Bize saldırının maksadı ortaklık devletini üniter bir Rum devletine dönüştürmek ve bunun akabinde de  “Kıbrıs Halkı” nın (tek halk) self-determinasyon hakkını kullanarak Enosis’e sıçramaktı. Şimdi, Hristofyas’ın 1960’da kurulmuş olan fonksiyonel federatif ortaklık devletini neden üniter devlet diye tanımladığını anladınız mı? Rum tarafının siyasetini, hedefini çok iyi bilen ABD ve garantör İngiltere acaba niye, Hristofyas’a 1960 Devletinin üniter bir kuruluş olmadığını hatırlatmıyorlar? Acaba BM sekretaryası niye Rum liderliğinin “Kıbrıs meselesi 1974’de başlamış bir işgal meselesidir”  yalanına “BM Barış Gücü Kıbrıs’a 1964’de gitti; hâlâ oradadır”  gerçeğini hatırlatmıyor “?
Makarios, BM Barış Gücü’nü “benim daimi turistlerim” diye takdim ediyordu ve bu Barış Gücü 47 yıldır, Ortaklık Devletini kan ve terör ile yıkmış olan Rum idaresini meşru hükümet olarak tanımakla mükelleftir. Hâlâ, Kıbrıs meselesi niye halledilmiyor diye soran mı var?
30 Nisan 1964’de İngiltere Başbakanı 11 sayılı telegraf ile New York’a şu direktifi veriyor: Makarios Kıbrıs’ın Hükümeti değildir. BM’nin yapması gereken ilk iş Makarios ile Dr. Küçük’ün birlikte toplanmalarını da ısrar ve BM’nin  (Kıbrıs konusunda) her ikisi ile birlikte işlev yapması değil midir? Makarios Kıbrıs Hükümeti değildir”.

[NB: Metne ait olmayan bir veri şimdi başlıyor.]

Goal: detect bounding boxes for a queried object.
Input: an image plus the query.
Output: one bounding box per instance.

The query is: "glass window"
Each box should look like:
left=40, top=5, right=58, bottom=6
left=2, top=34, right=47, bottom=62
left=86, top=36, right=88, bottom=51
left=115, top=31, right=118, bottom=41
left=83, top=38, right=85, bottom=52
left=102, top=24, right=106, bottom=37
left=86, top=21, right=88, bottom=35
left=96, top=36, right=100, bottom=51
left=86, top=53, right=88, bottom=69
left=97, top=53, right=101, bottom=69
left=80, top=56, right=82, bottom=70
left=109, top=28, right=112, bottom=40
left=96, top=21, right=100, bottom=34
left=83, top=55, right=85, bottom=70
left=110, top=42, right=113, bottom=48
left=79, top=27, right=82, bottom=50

Güvenlik Konseyinde alınmış olan ve eli kanlı Makarios’un yüzde yüz Rumlardan oluşan idaresini meşru hükümet addeden Mart 1964 kararından bir ay sonra garantör İngiltere’nin Başbakanı gerçekleri görüyor ve BM sekretaryasının ikazını istiyor! Peki; sonra ne oldu da garantör İngiltere yüz seksen derece dönüş yaptı? Kıbrıs meselesinin 47. yılında Kıbrıs’ın gerçeklerini bilmeyen mi var? O halde Kıbrıs Türklerine bu zulüm niye? İnsanlığa ve Barışa hizmet  etmiş olan garantör Türkiye’ye AB’nin ve diğerlerinin devam eden haksızlığı niye?
Buna boyun eğilmeyeceğini gür sesle haykırmak zamanı şimdidir!